Technology has the power to greatly improve equality in learning opportunities in K-12 classrooms. Not every school can afford the latest high-priced learning management software, but what if all you needed was internet access?
I recently had the opportunity to demo the personalized learning platform Kiddom and learned about a lot of cutting-edge features that are streamlining teaching.
Kiddom was co-developed by serial entrepreneur Ahsan Rizvi, former alternative educator Abbas Manjee, and growth engineer Jordan Feldstein. Manjee is a teacher by trade who once worked with at-risk students in the South Bronx. During his 6 years as a public school teacher Manjee used the technology available to him (not much, and not very advanced) to figure out ways to better teach to the individual student. His system worked but wasn’t as streamlined as he knew it could be. Manjee also knew from talking with other teachers that their own students could benefit from a streamlined system and with the added expertise of Rizvi and Feldstein, that hunch became a reality.
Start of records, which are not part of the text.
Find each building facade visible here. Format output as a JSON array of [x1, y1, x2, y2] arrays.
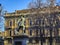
[[4, 6, 60, 45]]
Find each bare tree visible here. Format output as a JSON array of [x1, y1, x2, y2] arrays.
[[47, 0, 56, 7]]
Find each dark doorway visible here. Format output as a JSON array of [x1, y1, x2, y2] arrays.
[[15, 41, 22, 45]]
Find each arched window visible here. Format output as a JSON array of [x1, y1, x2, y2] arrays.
[[9, 21, 12, 26]]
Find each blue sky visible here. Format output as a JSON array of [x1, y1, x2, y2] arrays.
[[0, 0, 60, 30], [0, 0, 31, 12]]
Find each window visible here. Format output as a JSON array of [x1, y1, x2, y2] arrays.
[[30, 30, 32, 36], [9, 21, 12, 26]]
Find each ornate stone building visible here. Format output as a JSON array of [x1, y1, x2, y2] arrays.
[[4, 6, 60, 45]]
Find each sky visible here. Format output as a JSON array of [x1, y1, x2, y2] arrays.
[[0, 0, 31, 31], [0, 0, 31, 12], [0, 0, 60, 30]]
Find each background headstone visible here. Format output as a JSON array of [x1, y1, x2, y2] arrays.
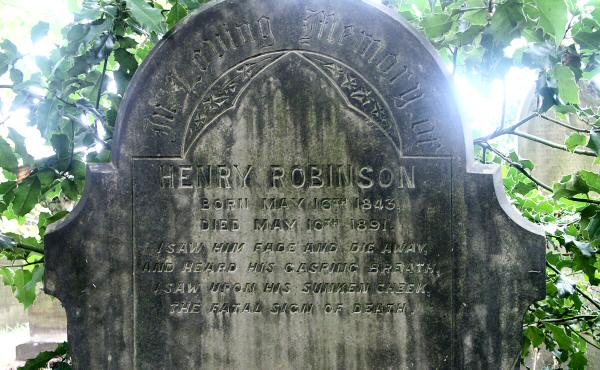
[[46, 0, 545, 369], [517, 81, 600, 369], [16, 292, 67, 361], [517, 83, 600, 186]]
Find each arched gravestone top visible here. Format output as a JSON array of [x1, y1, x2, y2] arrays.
[[46, 0, 545, 369]]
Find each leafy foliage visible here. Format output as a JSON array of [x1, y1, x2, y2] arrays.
[[18, 343, 71, 370], [391, 0, 600, 369], [0, 0, 600, 369]]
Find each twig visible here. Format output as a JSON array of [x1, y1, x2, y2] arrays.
[[540, 114, 590, 133], [512, 130, 596, 157], [64, 113, 110, 149], [541, 315, 600, 323], [500, 77, 506, 130], [0, 258, 44, 268], [567, 325, 600, 349], [452, 46, 460, 77], [15, 243, 44, 254], [454, 6, 487, 13], [477, 142, 552, 192], [476, 142, 600, 204], [96, 55, 108, 110], [474, 112, 538, 144], [546, 261, 600, 309]]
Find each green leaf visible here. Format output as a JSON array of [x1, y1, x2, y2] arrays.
[[8, 127, 33, 164], [577, 170, 600, 194], [19, 343, 70, 370], [552, 174, 590, 199], [13, 269, 35, 308], [31, 22, 50, 44], [10, 68, 23, 84], [587, 131, 600, 157], [582, 213, 600, 240], [0, 137, 19, 173], [60, 180, 79, 201], [535, 0, 568, 45], [463, 9, 488, 26], [422, 14, 452, 38], [556, 275, 575, 297], [565, 132, 588, 152], [552, 65, 579, 104], [167, 2, 187, 28], [523, 326, 545, 347], [0, 234, 17, 250], [0, 40, 19, 60], [126, 0, 165, 34], [569, 352, 587, 370], [545, 323, 573, 352], [13, 176, 42, 216]]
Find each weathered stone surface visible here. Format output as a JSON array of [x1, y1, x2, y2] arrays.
[[517, 81, 600, 185], [46, 0, 545, 369]]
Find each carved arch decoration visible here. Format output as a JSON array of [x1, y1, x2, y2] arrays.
[[181, 50, 402, 158]]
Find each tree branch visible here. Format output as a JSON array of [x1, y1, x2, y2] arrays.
[[96, 55, 108, 110], [541, 315, 599, 323], [473, 112, 538, 144], [567, 325, 600, 349], [15, 243, 44, 254], [452, 46, 460, 77], [540, 114, 590, 133], [512, 130, 596, 157], [476, 142, 600, 204], [546, 261, 600, 310], [0, 258, 44, 268], [477, 142, 552, 192]]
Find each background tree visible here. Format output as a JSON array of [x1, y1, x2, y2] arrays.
[[0, 0, 600, 369]]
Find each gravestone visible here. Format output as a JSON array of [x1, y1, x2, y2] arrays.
[[46, 0, 545, 369]]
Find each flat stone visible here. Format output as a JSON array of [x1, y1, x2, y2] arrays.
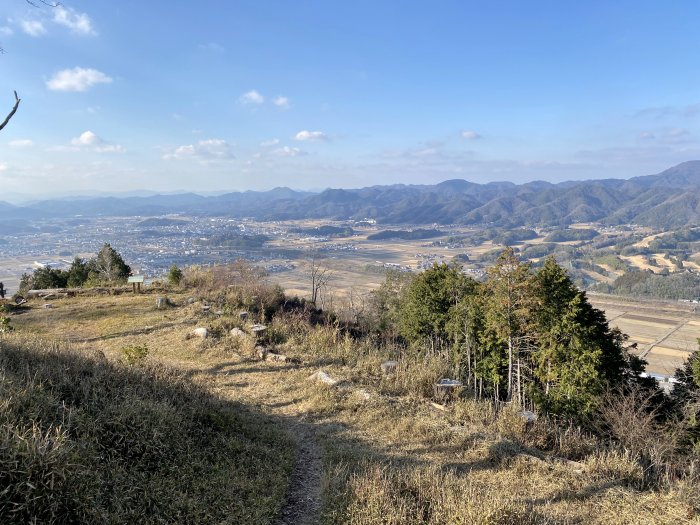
[[192, 327, 209, 339]]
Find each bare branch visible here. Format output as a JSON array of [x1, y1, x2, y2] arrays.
[[27, 0, 62, 7], [0, 91, 20, 130]]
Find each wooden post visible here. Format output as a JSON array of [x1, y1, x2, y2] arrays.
[[435, 379, 463, 403]]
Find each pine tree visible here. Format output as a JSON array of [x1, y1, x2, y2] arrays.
[[89, 243, 131, 282], [399, 264, 475, 350], [485, 248, 535, 405]]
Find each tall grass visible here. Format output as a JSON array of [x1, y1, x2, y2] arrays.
[[0, 335, 293, 524]]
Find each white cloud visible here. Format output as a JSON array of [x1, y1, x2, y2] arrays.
[[272, 96, 289, 109], [64, 130, 126, 153], [7, 139, 34, 148], [70, 130, 102, 146], [462, 130, 483, 140], [199, 42, 226, 53], [46, 67, 112, 91], [53, 5, 97, 36], [20, 20, 46, 36], [238, 89, 265, 105], [163, 139, 235, 161], [294, 130, 328, 142], [272, 146, 306, 157]]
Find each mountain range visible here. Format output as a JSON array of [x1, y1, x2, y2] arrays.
[[0, 160, 700, 229]]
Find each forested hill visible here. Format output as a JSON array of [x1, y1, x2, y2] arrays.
[[6, 160, 700, 228]]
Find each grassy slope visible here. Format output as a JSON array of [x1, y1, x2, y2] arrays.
[[5, 296, 700, 525], [0, 301, 294, 524]]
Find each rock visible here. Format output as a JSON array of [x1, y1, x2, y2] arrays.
[[192, 327, 209, 339], [518, 410, 537, 423], [435, 379, 463, 403], [309, 370, 338, 386], [382, 361, 399, 376]]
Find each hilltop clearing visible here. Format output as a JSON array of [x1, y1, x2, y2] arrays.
[[0, 264, 700, 524]]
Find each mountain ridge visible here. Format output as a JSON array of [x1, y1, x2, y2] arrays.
[[0, 160, 700, 228]]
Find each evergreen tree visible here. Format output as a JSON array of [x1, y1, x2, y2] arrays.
[[168, 264, 182, 286], [89, 243, 131, 282], [484, 248, 536, 405], [399, 264, 475, 350], [68, 257, 90, 287]]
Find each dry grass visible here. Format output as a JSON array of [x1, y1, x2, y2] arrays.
[[5, 290, 700, 524]]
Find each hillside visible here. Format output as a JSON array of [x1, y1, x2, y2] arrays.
[[0, 161, 700, 230], [0, 270, 700, 525]]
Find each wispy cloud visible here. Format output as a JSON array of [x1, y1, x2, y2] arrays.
[[7, 139, 34, 148], [294, 130, 329, 142], [271, 146, 307, 157], [272, 95, 290, 109], [462, 130, 483, 140], [238, 89, 265, 105], [634, 103, 700, 119], [163, 139, 236, 162], [53, 5, 97, 36], [70, 130, 126, 153], [19, 20, 46, 37], [46, 67, 112, 91]]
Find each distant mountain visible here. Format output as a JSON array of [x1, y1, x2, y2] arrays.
[[0, 161, 700, 228]]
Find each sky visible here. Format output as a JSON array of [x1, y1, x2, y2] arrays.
[[0, 0, 700, 201]]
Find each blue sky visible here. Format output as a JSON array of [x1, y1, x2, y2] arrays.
[[0, 0, 700, 200]]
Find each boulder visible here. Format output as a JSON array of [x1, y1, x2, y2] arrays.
[[192, 327, 209, 339]]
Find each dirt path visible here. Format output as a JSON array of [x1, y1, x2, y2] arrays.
[[274, 423, 322, 525]]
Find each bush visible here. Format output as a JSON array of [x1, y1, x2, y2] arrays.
[[121, 345, 148, 365]]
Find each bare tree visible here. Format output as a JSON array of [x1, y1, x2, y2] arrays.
[[0, 91, 21, 130], [309, 248, 332, 304], [0, 0, 61, 131]]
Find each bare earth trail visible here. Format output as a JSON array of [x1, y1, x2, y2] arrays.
[[198, 356, 323, 525], [274, 423, 322, 525]]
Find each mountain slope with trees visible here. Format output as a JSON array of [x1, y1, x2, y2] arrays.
[[0, 161, 700, 228]]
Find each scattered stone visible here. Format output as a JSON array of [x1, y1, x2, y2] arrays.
[[518, 410, 537, 423], [192, 327, 209, 339], [355, 388, 372, 401], [309, 370, 338, 386], [382, 361, 399, 376]]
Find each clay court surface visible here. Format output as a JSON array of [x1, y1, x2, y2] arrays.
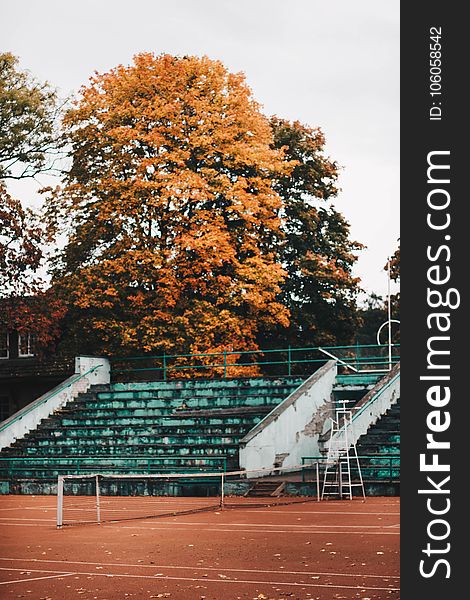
[[0, 496, 400, 600]]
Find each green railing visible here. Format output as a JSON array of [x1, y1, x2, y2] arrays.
[[302, 454, 400, 483], [0, 455, 227, 479], [110, 344, 400, 381]]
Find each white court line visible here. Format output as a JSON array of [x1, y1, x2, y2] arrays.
[[0, 557, 400, 579], [0, 519, 400, 535], [0, 508, 399, 529], [0, 569, 399, 591], [0, 569, 75, 585]]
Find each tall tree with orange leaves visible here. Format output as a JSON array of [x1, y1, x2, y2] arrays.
[[48, 54, 293, 354]]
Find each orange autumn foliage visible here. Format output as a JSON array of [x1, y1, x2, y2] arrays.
[[48, 54, 292, 354]]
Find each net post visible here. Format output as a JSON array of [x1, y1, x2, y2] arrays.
[[57, 475, 64, 529], [315, 460, 320, 502], [95, 475, 101, 525], [220, 471, 225, 510]]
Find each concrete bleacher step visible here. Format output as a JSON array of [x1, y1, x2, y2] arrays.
[[244, 480, 286, 498], [0, 377, 308, 481]]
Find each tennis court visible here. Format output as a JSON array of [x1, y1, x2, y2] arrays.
[[0, 496, 400, 600]]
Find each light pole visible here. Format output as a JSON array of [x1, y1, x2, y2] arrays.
[[377, 257, 400, 371]]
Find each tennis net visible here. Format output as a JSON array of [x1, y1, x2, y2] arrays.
[[57, 465, 318, 528]]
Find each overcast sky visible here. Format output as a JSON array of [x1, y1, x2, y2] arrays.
[[0, 0, 400, 295]]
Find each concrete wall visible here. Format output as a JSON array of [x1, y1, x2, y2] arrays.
[[240, 360, 337, 477], [0, 356, 110, 450]]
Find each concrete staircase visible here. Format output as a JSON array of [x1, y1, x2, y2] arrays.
[[0, 377, 302, 493]]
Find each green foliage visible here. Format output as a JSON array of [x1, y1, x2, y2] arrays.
[[0, 53, 60, 180], [262, 118, 363, 346]]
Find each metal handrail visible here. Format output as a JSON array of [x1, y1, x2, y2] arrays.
[[0, 365, 103, 432], [110, 344, 399, 381]]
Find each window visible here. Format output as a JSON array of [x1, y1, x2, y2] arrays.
[[0, 331, 10, 359], [0, 396, 10, 421], [18, 333, 35, 357]]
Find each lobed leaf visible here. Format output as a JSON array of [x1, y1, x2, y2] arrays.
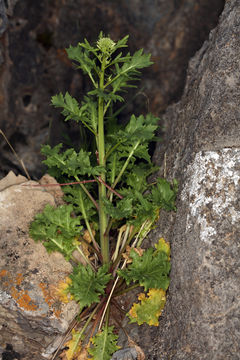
[[127, 289, 166, 326], [88, 326, 119, 360], [118, 248, 171, 291], [69, 264, 111, 309]]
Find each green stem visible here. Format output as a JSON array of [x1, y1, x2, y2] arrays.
[[79, 184, 99, 250], [113, 284, 140, 297], [73, 306, 98, 353], [97, 57, 109, 264], [112, 141, 140, 189]]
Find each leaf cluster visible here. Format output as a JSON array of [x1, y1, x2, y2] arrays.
[[30, 33, 177, 360], [118, 248, 171, 291], [29, 204, 83, 260], [88, 326, 119, 360]]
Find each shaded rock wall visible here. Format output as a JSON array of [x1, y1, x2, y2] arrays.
[[0, 0, 224, 177], [138, 0, 240, 360]]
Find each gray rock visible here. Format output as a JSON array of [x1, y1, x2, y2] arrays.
[[0, 174, 78, 360], [135, 0, 240, 360], [111, 347, 138, 360]]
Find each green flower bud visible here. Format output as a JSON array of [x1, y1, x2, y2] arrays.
[[97, 37, 116, 55]]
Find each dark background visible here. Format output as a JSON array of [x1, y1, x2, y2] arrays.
[[0, 0, 224, 179]]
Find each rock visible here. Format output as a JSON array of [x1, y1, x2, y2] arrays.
[[134, 0, 240, 360], [0, 174, 78, 360]]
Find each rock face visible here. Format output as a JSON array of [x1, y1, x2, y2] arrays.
[[142, 0, 240, 360], [0, 173, 78, 360], [0, 0, 224, 178]]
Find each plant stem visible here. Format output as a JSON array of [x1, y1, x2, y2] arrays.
[[79, 184, 99, 250], [97, 56, 109, 264], [113, 284, 140, 297], [112, 141, 140, 189]]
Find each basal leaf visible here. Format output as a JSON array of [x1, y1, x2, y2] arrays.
[[88, 326, 119, 360], [63, 329, 82, 360], [118, 248, 170, 291], [69, 264, 111, 309], [29, 204, 82, 259], [154, 238, 171, 259], [152, 178, 177, 211], [127, 289, 166, 326]]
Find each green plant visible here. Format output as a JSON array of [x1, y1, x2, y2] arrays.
[[30, 33, 177, 360]]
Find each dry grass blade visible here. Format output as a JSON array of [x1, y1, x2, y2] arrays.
[[0, 129, 31, 180]]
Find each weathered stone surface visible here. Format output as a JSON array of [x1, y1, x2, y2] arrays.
[[0, 176, 78, 360], [0, 0, 224, 178], [138, 0, 240, 360]]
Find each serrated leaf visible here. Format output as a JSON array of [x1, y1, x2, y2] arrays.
[[88, 326, 119, 360], [103, 197, 133, 220], [127, 289, 166, 326], [152, 178, 177, 211], [63, 329, 82, 360], [29, 204, 82, 259], [41, 144, 104, 177], [118, 248, 171, 291], [69, 264, 111, 309]]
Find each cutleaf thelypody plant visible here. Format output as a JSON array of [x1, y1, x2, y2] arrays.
[[30, 33, 177, 360]]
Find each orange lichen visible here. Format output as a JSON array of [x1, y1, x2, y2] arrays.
[[38, 283, 61, 318], [0, 269, 7, 276], [16, 273, 23, 285]]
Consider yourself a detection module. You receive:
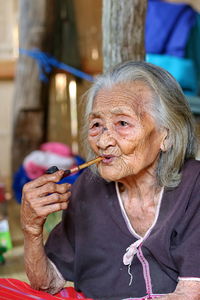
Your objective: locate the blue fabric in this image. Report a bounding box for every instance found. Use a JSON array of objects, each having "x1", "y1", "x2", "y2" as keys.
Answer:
[
  {"x1": 145, "y1": 0, "x2": 197, "y2": 57},
  {"x1": 146, "y1": 54, "x2": 197, "y2": 95},
  {"x1": 12, "y1": 165, "x2": 30, "y2": 203}
]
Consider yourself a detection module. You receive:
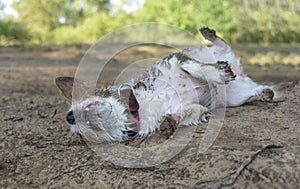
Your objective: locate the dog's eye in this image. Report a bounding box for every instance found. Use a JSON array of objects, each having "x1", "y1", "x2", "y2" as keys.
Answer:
[
  {"x1": 66, "y1": 111, "x2": 76, "y2": 125},
  {"x1": 84, "y1": 101, "x2": 112, "y2": 119}
]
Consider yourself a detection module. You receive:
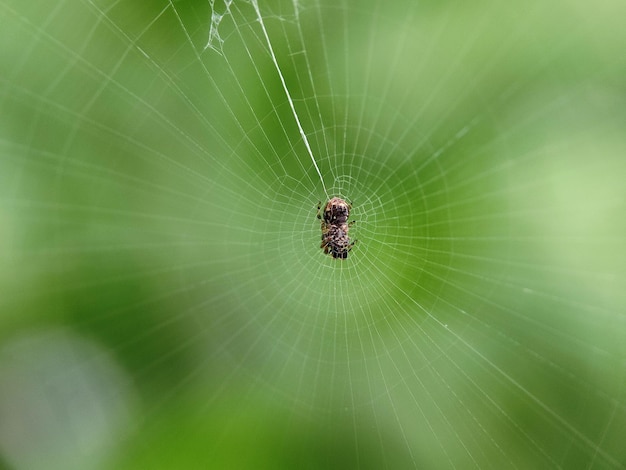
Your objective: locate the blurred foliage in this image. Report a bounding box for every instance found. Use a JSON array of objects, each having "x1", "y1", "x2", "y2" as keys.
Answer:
[{"x1": 0, "y1": 0, "x2": 626, "y2": 469}]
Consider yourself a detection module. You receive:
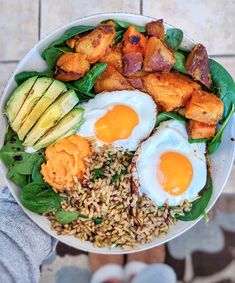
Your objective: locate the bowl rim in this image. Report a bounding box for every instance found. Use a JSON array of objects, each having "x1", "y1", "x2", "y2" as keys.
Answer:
[{"x1": 0, "y1": 12, "x2": 235, "y2": 255}]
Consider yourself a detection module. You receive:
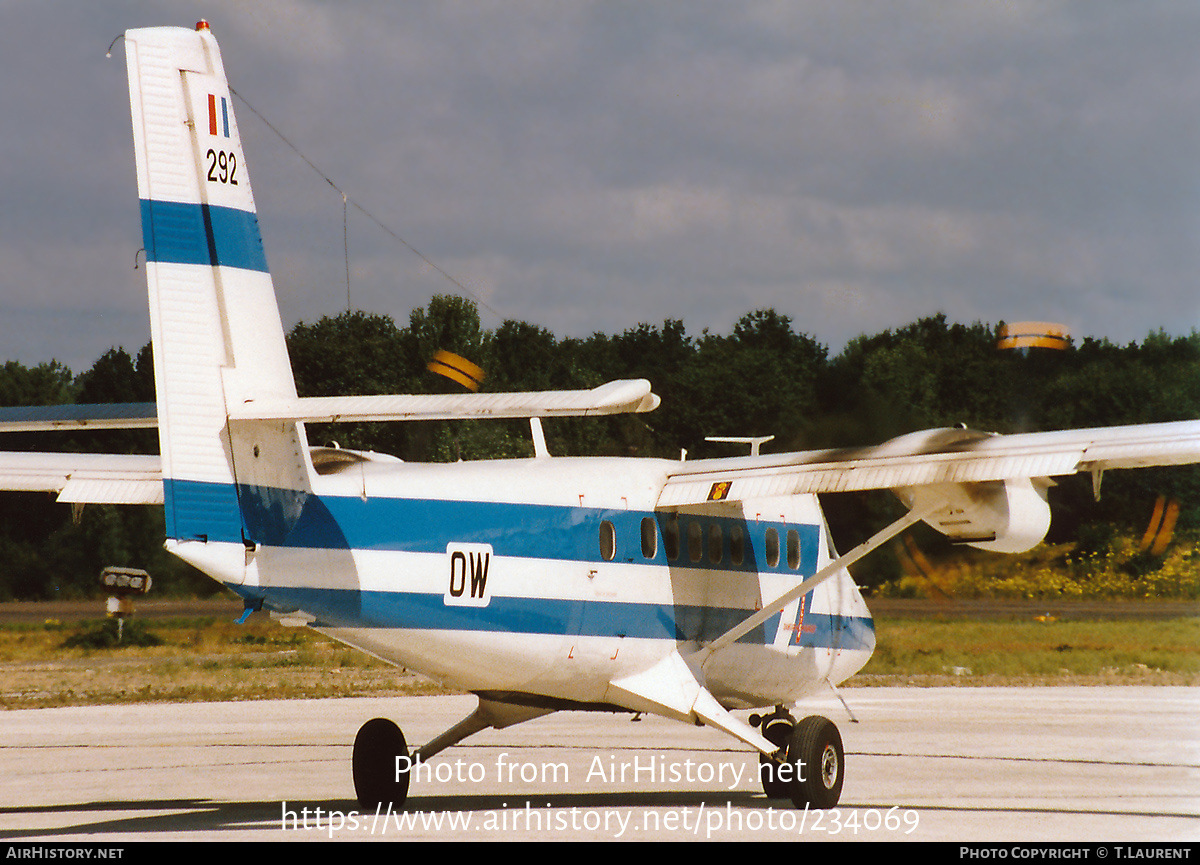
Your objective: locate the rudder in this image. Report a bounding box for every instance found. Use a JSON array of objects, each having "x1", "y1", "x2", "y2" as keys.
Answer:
[{"x1": 125, "y1": 22, "x2": 308, "y2": 542}]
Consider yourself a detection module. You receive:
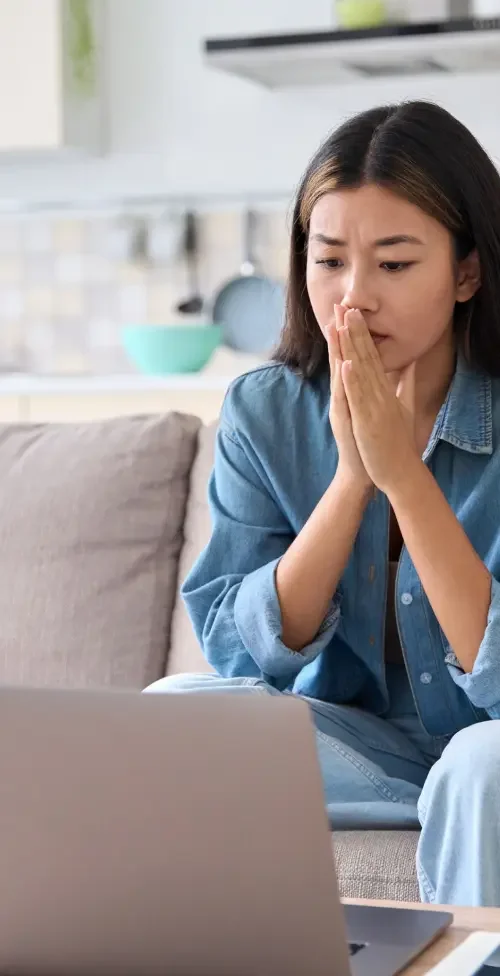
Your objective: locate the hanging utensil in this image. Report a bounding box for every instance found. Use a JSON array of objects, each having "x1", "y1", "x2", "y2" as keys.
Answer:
[
  {"x1": 212, "y1": 210, "x2": 285, "y2": 355},
  {"x1": 177, "y1": 212, "x2": 204, "y2": 315}
]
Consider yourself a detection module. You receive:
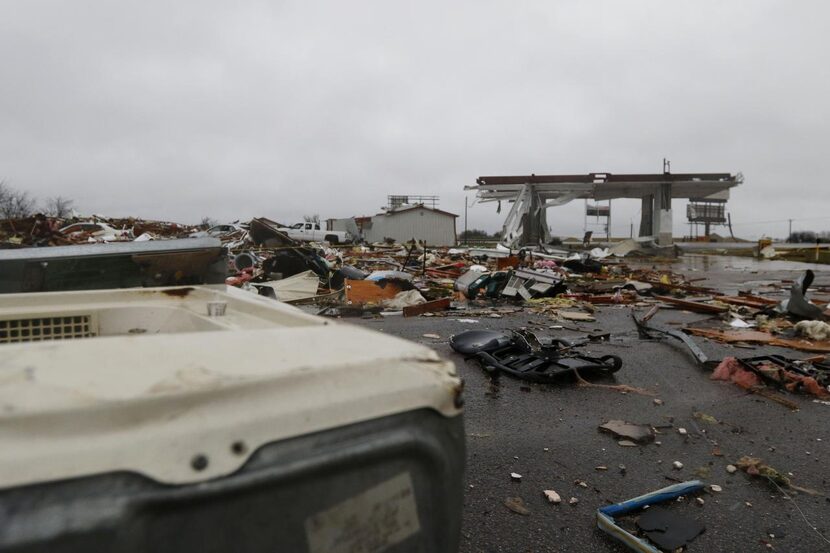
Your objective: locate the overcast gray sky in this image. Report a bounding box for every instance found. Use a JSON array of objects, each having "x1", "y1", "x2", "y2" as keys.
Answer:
[{"x1": 0, "y1": 0, "x2": 830, "y2": 237}]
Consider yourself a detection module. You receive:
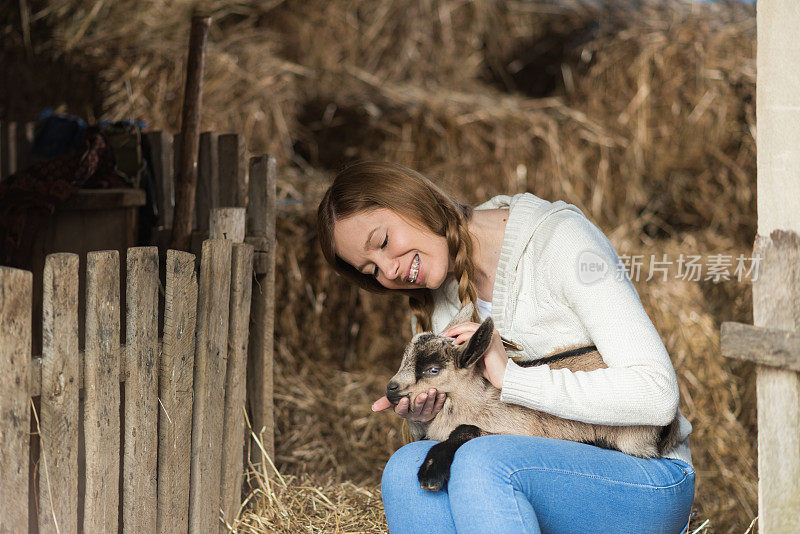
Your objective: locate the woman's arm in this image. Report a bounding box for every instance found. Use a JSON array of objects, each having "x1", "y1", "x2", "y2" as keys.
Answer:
[{"x1": 501, "y1": 211, "x2": 679, "y2": 425}]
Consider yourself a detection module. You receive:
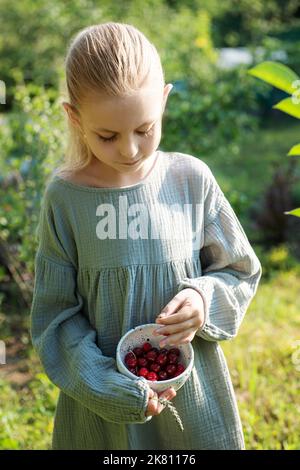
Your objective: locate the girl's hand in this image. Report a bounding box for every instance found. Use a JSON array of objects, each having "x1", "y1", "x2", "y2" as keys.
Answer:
[
  {"x1": 154, "y1": 288, "x2": 204, "y2": 348},
  {"x1": 145, "y1": 387, "x2": 176, "y2": 417}
]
Today, tens of thousands K-12 teachers use Kiddom, some just for the gradebook feature and others for the full-platform experience.
See, what Kiddom creators got right is this: most teachers are haphazardly using multiple resources, aggregating on their own, and using a less-than-stellar grade book option because it’s all they have at their disposal. All of that takes up too much time and can frankly lead to some understandable frustration. Kiddom cuts right to the heart of that conundrum by consolidating resources and placing everything a teacher needs for lesson planning, grading, classroom organization, student tracking, and assessments in a central, easy-to-use hub.
Kiddom contains standards for all 50 states and updates its offerings when those standards change, making it easy for teachers to lesson plan and write assessments. In addition to classroom teachers, homeschool parents and groups have also signed on with Kiddom as a way to create lessons, track progress, and monitor state academic standards.
The end goal of Kiddom tools is not to simply automate assessments, though. It’s to create richer, more engaging projects by providing more time (and accessible content) for teachers. It’s amazing what educators can develop for students when they aren’t being overburdened with constant quick-fire assessment creation, grading, prepping for high stakes tests, and related tasks. Kiddom frees up that bandwidth so teachers can provide better learning experiences for students.
Teacher Influence
Teacher input is important to growth of the Kiddom platform, so the company has a team of advisors called the “brain trust” that use the platform and offer insight and feedback. Anyone can apply to be part of the brain trust group, and there are also less formal teacher message boards and forums that give teachers access to answers right away.
Some of the unique features of Kiddom include:
- A teacher’s control center, with detailed reports on student progress that inform next-step instructional details.
- Content library, with material for assignments, quizzes, videos, games and more. Some of the content partners include Khan Academy, CK-12, IXL, and CommonLit.
- Third-party integration, so teachers can sync with other classroom management tools they already use, like Google Drive.
- Direct teacher-student feedback.
- Concise rubrics for students that guide them on what they should be doing and when.
- Easy setup, with one-click student roster setup from Excel, Google or Clever.
- Student access to real-time reports on what they’ve accomplished, what is still assigned, and where they need improvement.
- Alignment and sharing ability for assessment material based on Common Core, state, or custom requirements.
- The Kiddom mobile app, giving students and teachers all the classroom resources on-the-go.
The affordability of Kiddom (it’s free for teachers and students) makes it a smart tool for classroom management. Providing equity in resources is so important in our at-risk student populations and I’m so impressed that this message is at the heart of what Kiddom offers. I like that a public school teacher is part of Kiddom’s leadership team and that classroom teachers continue to drive improvements on the platform.